Introduction to Computational Linguistics
For Kathy Taylor
Computational Linguistics Paper on ASL Machine Translation
What are the basic requirements to put sign language into a computer? What does such a system provide in terms of functionality and usefulness? Could such a system function as machine translation to or from sign language once technology advances enough to process video images? The requirements for building a functional MT system for sign language may be a tall order considering current technology as we know it today. These are the kinds of questions that are being investigated for this research project. There are computerized notational systems available now for sign language research. World Wide Web sources will be used for more information relating to sign writing and notational systems. There are some basic features that a machine translation system for sign language should have, like the ability to mark up a video image. The machine translation system should have search capabilities based on features of sign language, including Non-Manual Signals (facial expressions, head movement, body tilt, etc.). Such a MT system should include sound as well because there are verbalizations in sign language, just like there are gestures in spoken language. Also, the MT system should be capable of doing some transcription of sign language automatically. In order to do this, the MT system must be able to deal with citation forms and discourse forms. For example, fingerspelling a single letter would look different from the same letter fingerspelled in a word, due to assimilation and other linguistic effects. The MT system would need a dictionary based on phonetic forms, not on English glosses, in order to be effective. A iconic interface would be required to access this dictionary in a pre-determined order. For example, the unmarked handshapes, the A-handshape, S-handshape, O-handshape, C-handshape, 1-handshape, B-flat-handshape, and 5-handshape could be ordered from the most closed handshape (fist-like) to the most open handshape (palm-like). Such requirements like those mentioned above already need to be taken into consideration when building a functional MT system for sign language.
This research paper will focus on the basic requirements for building a functional Machine Translation (MT) system for sign language. Basically, a requirements analysis for a sign language MT is the purpose of this paper. The steps that this machine translation will go through are input source data gathering, sign language recognition, text conversion, analysis, transfer, synthesis and then output production in the target language.
Source Data Gathering
Input data should be audio and visual input from a microphone and camcorder.

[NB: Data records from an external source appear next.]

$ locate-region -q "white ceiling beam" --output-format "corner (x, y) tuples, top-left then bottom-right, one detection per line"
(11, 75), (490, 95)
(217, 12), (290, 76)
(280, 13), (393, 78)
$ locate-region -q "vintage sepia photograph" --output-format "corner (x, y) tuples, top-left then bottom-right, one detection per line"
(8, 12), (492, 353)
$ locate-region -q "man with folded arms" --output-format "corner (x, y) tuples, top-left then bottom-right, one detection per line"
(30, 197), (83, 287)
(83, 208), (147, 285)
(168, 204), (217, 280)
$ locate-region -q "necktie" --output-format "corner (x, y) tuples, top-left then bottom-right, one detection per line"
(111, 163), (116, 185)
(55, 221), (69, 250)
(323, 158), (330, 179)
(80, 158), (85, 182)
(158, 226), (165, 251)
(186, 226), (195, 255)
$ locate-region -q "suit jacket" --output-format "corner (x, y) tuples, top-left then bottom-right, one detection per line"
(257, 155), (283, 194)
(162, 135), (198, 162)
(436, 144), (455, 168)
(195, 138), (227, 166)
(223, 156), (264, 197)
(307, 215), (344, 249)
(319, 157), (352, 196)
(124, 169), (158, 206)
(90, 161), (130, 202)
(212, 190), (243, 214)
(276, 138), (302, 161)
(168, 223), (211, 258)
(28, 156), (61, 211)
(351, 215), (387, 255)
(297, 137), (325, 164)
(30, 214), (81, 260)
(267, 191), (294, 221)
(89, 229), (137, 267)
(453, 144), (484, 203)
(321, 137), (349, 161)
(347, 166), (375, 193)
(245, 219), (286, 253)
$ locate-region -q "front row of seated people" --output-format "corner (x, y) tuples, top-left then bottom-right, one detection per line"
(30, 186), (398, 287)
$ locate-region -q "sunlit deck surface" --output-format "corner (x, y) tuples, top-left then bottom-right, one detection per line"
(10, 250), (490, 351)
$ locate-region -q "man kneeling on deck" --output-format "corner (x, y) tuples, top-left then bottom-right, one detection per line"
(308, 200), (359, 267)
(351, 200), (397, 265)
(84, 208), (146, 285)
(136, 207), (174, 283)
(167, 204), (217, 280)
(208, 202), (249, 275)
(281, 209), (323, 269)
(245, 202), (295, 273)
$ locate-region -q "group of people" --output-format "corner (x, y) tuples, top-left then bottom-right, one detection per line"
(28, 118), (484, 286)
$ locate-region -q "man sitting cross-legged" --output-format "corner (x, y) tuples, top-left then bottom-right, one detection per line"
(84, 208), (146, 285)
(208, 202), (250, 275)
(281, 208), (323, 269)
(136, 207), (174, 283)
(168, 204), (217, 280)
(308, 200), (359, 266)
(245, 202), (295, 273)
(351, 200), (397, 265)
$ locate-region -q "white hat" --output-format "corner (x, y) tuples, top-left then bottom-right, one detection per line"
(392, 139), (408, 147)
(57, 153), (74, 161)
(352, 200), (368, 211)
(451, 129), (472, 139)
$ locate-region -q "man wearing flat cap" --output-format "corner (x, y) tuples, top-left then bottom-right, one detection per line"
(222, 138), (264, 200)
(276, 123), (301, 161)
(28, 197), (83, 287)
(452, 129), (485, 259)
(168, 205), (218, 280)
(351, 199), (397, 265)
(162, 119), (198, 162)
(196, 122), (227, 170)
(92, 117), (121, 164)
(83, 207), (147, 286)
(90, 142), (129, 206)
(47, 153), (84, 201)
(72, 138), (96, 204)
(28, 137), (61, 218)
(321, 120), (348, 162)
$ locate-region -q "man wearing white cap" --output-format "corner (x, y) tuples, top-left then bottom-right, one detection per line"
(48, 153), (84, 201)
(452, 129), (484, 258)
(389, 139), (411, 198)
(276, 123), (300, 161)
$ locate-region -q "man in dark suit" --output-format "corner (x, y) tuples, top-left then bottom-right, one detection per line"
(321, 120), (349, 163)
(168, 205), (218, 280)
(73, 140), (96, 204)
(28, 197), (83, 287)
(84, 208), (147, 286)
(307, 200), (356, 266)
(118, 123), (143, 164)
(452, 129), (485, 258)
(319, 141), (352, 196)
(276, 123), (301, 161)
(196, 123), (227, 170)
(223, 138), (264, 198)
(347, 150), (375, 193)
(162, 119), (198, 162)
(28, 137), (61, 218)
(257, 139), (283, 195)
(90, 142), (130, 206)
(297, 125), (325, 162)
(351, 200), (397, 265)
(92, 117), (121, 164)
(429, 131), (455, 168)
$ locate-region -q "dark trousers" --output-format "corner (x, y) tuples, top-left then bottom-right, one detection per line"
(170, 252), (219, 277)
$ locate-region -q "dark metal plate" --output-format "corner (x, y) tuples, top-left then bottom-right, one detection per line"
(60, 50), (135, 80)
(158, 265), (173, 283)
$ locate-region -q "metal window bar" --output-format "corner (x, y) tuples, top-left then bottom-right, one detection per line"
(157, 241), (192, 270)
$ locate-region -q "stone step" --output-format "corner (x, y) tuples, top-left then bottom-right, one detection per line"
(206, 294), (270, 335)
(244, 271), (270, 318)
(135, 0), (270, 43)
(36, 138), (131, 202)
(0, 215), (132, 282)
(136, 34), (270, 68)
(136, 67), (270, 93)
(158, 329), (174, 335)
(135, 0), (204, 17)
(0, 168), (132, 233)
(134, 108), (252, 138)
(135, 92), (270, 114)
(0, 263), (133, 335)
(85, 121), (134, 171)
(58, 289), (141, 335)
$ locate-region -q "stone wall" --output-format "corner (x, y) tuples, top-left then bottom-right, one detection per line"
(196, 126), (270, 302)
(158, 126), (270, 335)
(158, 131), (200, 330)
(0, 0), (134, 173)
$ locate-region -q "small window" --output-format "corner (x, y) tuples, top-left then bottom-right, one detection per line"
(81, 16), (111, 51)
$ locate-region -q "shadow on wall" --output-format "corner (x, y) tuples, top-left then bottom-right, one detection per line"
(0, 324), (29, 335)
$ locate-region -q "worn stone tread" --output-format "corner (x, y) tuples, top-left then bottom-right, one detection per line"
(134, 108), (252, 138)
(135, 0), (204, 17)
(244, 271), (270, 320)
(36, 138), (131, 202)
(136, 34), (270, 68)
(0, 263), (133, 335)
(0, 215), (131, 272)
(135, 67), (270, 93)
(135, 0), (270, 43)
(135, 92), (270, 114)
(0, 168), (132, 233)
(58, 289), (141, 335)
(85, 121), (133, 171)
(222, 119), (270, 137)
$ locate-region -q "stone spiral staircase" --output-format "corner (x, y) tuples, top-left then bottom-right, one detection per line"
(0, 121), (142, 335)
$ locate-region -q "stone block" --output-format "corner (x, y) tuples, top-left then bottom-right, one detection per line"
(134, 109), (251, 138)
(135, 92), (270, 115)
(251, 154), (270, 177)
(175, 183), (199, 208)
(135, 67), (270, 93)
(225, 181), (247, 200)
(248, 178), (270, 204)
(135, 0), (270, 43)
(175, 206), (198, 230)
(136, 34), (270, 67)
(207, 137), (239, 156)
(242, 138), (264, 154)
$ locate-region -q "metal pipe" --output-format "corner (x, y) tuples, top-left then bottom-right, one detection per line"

The camcorder should record the front of the person signing in order to get non-manual signals (NMS) and other facial expressions relevant to sign language syntax, morphology, and discourse. This frontal view is called the second person view [Starner 1997] . First person view is the view from the signer's own perspective [Starner 1997] . Second person view, not first person view should be used because NMS will be visible in the second person view, not in the first person view. The camera should not be used in a first person viewpoint position. For example, a miniature camera was mounted vertically on the flap of a baseball cap [Starner 1997]. The movement of the arms and hands could be recorded, but only the nose could be seen from this particular position [Starner 1997]. The rest of the face was not recorded at all. Other NMS signals such as head tilt and body shifts in posture would pose more difficulties as well. The image from the miniature camera would be disorienting if the head were to tilt. If the signer shifts his torso, the movement would be harder to detect relative to the background. A camera mounted on a tripod for example, would provide stability to the image. Movement would be easier to detect relative to the background.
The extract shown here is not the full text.